2009年以降、金融商品取引法により財務報告に関わる内部統制報告(評価と監査)が上場企業を対象に義務付けられました。今回は内部統制の目的、基本要素について解説していきます。

内部統制とは

内部統制とは、「健全で効率的に企業が事業活動を続けるためのルールや仕組み」のことをいいます。ここで言われているルールは、雇用形態に関わらず、全ての従業員が従うことを義務付けています。どんな会社でも内部統制の導入を必要としている訳ではありません。
内部統制の導入が必要とされているのは、一般に一部上場企業と呼ばれている会社です。
会社法では大会社(資本金が5億円以上または負債の合計が200億円以上)に該当する会社に義務化されています。

内部統制の目的

内部統制には、次の4つの目的があります。

1:業務の有効性および効率性
2:財務報告の信頼性
3:事業活動に関わる法令などの遵守
4:資産の保全

その内容について解説します。

1:業務の有効性および効率性

内部統制をする1つ目の目的は「業務の有効性および効率性」です。
業務をするために経営リソースと呼ばれる「ヒト・モノ・カネ・時間」を合理的に活用することは重要です。これらのリソースを最大限に活用できていない場合、会社の経営状況の悪化につながるため有効性、効率性の再構築は必須といえるでしょう。

2:財務報告の信頼性

内部統制をする2つ目の目的は「財務報告の信頼性」です。
投資家や取引をする金融機関、企業などに損失を与えないように、財務報告書が適切に作成されることは重要です。
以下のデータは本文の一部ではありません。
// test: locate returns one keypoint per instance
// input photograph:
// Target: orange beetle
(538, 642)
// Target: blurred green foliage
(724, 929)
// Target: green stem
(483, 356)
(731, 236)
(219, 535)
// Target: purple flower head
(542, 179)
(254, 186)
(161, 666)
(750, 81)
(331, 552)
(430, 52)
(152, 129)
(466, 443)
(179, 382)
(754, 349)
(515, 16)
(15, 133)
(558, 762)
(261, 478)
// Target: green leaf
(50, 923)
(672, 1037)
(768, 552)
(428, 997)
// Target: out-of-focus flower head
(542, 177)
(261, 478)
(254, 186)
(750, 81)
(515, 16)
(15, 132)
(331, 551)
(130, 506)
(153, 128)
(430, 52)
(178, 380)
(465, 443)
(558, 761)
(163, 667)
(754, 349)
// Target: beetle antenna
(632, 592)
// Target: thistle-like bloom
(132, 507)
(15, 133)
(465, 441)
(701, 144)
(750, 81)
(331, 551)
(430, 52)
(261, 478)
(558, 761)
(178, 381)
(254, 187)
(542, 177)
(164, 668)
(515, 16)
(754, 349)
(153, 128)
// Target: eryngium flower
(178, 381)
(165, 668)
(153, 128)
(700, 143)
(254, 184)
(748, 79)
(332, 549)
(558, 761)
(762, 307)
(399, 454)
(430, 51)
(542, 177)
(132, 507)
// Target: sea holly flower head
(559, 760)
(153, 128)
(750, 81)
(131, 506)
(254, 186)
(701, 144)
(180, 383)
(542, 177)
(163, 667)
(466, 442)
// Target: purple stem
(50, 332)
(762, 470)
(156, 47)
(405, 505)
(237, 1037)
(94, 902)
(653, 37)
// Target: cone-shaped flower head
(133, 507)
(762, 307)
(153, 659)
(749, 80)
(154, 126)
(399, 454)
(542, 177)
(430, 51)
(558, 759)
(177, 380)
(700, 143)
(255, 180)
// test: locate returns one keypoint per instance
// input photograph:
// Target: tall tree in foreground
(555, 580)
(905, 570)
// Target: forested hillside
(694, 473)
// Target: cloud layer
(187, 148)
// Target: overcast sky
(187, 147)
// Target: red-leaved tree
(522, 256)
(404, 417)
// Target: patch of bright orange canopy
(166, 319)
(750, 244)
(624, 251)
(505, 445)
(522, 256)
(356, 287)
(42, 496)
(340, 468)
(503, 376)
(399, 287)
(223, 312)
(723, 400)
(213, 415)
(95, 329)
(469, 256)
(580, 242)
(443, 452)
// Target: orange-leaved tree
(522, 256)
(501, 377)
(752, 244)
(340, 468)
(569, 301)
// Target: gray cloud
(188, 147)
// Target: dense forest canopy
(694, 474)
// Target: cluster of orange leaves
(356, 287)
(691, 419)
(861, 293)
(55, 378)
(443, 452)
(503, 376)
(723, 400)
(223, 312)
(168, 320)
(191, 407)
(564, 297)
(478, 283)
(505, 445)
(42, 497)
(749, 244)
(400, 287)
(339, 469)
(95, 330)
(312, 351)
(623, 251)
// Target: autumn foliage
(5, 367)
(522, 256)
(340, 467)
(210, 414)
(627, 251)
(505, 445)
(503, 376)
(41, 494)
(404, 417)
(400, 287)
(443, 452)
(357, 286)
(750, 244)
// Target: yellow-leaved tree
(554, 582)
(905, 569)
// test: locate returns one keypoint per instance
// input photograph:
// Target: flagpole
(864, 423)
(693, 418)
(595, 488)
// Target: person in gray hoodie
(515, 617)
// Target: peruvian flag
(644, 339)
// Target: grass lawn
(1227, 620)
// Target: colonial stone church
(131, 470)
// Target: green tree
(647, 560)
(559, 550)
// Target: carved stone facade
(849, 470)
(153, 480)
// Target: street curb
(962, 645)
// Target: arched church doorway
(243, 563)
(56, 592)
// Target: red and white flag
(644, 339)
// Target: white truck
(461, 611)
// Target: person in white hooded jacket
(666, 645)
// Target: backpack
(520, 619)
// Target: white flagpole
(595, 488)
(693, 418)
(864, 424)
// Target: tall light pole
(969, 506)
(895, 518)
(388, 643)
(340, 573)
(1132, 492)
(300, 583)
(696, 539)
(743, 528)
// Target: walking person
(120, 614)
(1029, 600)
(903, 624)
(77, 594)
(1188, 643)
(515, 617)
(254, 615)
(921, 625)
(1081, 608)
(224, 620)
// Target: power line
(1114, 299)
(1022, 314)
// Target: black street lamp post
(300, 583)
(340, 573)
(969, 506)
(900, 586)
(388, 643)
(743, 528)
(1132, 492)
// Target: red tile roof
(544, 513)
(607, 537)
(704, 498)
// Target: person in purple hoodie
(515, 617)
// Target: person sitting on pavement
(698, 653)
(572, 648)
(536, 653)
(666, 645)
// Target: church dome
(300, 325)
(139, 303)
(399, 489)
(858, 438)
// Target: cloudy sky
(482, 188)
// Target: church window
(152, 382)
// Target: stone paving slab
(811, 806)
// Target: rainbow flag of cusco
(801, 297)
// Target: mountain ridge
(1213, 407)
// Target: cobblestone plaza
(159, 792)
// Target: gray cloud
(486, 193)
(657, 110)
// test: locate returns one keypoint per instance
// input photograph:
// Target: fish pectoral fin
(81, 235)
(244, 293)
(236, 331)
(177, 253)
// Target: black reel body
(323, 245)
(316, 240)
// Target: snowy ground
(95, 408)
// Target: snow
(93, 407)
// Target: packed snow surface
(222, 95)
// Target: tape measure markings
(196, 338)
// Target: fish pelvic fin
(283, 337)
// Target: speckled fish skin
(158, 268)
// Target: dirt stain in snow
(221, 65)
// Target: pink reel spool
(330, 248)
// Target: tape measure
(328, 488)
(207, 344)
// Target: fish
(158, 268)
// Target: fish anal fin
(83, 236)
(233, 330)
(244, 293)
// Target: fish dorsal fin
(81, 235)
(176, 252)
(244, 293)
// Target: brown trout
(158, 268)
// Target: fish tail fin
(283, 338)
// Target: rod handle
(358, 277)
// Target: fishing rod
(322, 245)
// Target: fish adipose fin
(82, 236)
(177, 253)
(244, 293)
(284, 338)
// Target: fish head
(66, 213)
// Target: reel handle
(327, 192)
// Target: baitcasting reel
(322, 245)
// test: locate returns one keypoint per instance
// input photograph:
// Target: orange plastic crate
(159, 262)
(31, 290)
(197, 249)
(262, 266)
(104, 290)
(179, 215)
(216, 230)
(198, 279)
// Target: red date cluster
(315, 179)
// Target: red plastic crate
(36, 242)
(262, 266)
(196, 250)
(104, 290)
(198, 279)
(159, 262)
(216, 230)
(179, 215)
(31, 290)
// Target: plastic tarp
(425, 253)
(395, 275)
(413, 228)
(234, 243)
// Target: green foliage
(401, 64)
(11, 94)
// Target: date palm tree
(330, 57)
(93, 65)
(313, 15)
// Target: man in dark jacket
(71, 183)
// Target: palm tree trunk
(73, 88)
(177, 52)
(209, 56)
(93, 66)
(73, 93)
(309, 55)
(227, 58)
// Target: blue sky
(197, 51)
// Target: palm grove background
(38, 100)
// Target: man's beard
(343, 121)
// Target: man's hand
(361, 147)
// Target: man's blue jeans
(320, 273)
財務報告が不透明だと、利害関係者との良好な関係を築くことが困難になります。信頼関係を保持し続けるためにも、財務報告書の信頼性の確保は必須といえるでしょう。

3:事業活動に関わる法令などの遵守

内部統制をする3つ目の目的は「事業活動に関わる法令などの遵守」です。
さまざまな社会活動をするために、法令を遵守することは重要です。利益を追求しすぎてしまい法令違反を犯すと、法的な責任を取るだけではなく、社会的な信用がなくなります。法令順守は、経営存続のために欠かせない要素といえるでしょう。

4:資産の保全

内部統制をする4つ目の目的は「資産の保全」です。
会社は投資家などが出資した資産で、事業活動をします。資産がなくなれば、事業の継続はできなくなるため資産の保全は重要です。資産の取得・使用・処分を適正な手続き、承認のもとで行われることは、会社の経営状況を安定させるため不可欠だと言えるでしょう。

内部統制

内部統制の基本的要素

先ほどの内部統制の4つの目的を機能させるために、6つの基本要素が不可欠となります。

1:統制環境
2:リスクの評価と対応
3:統制活動
4:情報と伝達
5:モニタリング
6:ITへの対応

この基本要素について解説します。

1:統制環境

統制環境とは、経営者、従業員の意識を高め「ルールを守ろう」「不正経理はしない」など社内の雰囲気を高める環境です。
従業員個人の意識だけでなく、システム面など物理的な視点から内部統制環境を整えることも重要になってきます。

2:リスクの評価と対応

「リスクの評価と対応」とは、内部統制の目的4つを達成するためにリスクマネジメントすることです。
事業活動に関するさまざまなリスクを把握・分析・排除する対応を迅速に行なうくことが求められます。

3:統制活動

「統制活動」とは、会社の全ての従業員が社内ルールを正しく守り、業務を正確に実践する方針と過程のことです。
ひとりの従業員に業務を任せることは、不正やヒューマンエラーにつながる確率が高まります。複数の従業員で業務を分担し、内容のチェック業務をプラスすることで、ヒューマンエラーを早く見つけ出すことができ、不正防止対策として有効です。「リスク評価の対応」と「統制活動」は一緒に機能する要素といえるでしょう。

4:情報と伝達

「情報と伝達」とは、社内だけでなく社外に対しても適切な情報が伝達される過程のことです。
適切な情報を従業員が取得でき、情報の取扱いや処理について正しく理解することで不正防止対策につなげることが可能になります。社外の人に対しても会社の経営状況を正しく理解してもらうことで、多くの人たちに対する信用につながるでしょう。

5:モニタリング

「モニタリング」とは、正しく機能しているかを定期的にチェックし、内容を評価、改善をすることです。
内部統制は1度取り組んで、必要とされる資料を作成し終わる作業ではありません。モニタリングは、大きく2つの視点でチェックしていきます。
1つ目は、通常業務をリアルタイムでチェックする日常モニタリングです。
2つ目は、業務に関係のない外部の人が別の視点でチェックする「独立評価」があります。
この2つの視点でモニタリングすることで、時間の経過、環境の変化に対応できるルール作りができるようになるでしょう。

6:ITへの対応

「ITへの対応」とは、会社運営に必要なIT技術を導入し、情報伝達の迅速化、セキュリティの整備をすることです。
業種に関係なく経理をはじめ販売、製造など多くの場面でITは利用されています。先に述べた他の基本的要素の有効性を確保するため適切な管理が求められるでしょう。

まとめ

今回は内部統制の実施基準について簡単に解説しました。上場を目指す会社はもちろん、義務化されていない会社でも内部統制は必要な取り組みです。業務プロセスを整え、リスクを減らすルール作りをすることで会社が成長のきっかけとなり、大きな結果につながるでしょう。